These pancakes incredibly simple, fluffy, delicious, and the perfect sweet breakfast or brunch!
- 2 cups rolled oats
- 2 ripe bananas
- 4 eggs
- ¼ tsp cinnamon (optional)
- 1 tsp vanilla extract (optional)
- Butter or oil for cooking
- For serving: maple syrup, berries, banana slices, nut butter, yogurt, and other toppings of choice for serving
- Add the rolled oats to a blender or a food processor and blend until it turns into a coarse flour. It’s ok if it’s not completely smooth. Set aside.

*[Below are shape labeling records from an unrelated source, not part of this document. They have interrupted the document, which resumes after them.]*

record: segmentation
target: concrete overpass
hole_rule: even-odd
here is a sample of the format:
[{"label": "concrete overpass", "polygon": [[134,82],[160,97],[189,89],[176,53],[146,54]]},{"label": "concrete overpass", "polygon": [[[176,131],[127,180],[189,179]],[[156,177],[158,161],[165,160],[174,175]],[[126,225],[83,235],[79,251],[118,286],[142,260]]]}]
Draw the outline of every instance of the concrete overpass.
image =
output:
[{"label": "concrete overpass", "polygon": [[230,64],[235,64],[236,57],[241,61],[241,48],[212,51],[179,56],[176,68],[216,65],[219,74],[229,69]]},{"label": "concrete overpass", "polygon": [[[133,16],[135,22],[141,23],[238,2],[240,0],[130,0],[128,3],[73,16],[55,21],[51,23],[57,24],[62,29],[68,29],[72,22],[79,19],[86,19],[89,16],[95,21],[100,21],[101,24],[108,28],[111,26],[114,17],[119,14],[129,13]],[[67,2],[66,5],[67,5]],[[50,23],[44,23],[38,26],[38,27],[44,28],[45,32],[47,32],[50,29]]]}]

- Add the bananas to a large bowl and mash using a fork. If they’re ripe they should be really easy to mash.
- Whisk in the eggs.
- Add the cinnamon and vanilla extract if using.
- Add the blended oat flour and whisk until just combined. Set aside for 10 minutes to allow the oats to soak and the batter to thicken.
- Heat a large pan over medium heat and add 1 tbsp of butter or oil.
- Form pancakes, using 2-3 tbsp of the batter per pancake. Try not to overcrowd your pan. I usually do 3-4 pancakes at a time.
- Cook the pancakes for 2-3 minutes on each side. When the pancakes start to set around the edges they should be easy to flip.
- Continue with the rest of the batter and add more oil or butter as needed.
- To keep the pancakes warm while you finish making the rest, transfer them to a baking sheet and keep them in a preheated oven at 200F (100C).
The recipe makes about 14 pancakes.
Storing: Store any leftovers in an airtight container in the fridge for 2-3 days or in the freezer for 2-3 months.
Reheating: Add the pancakes to a toaster to warm up. If they're frozen, this will take a little longer. You can also defrost and reheat them in the oven at 350F.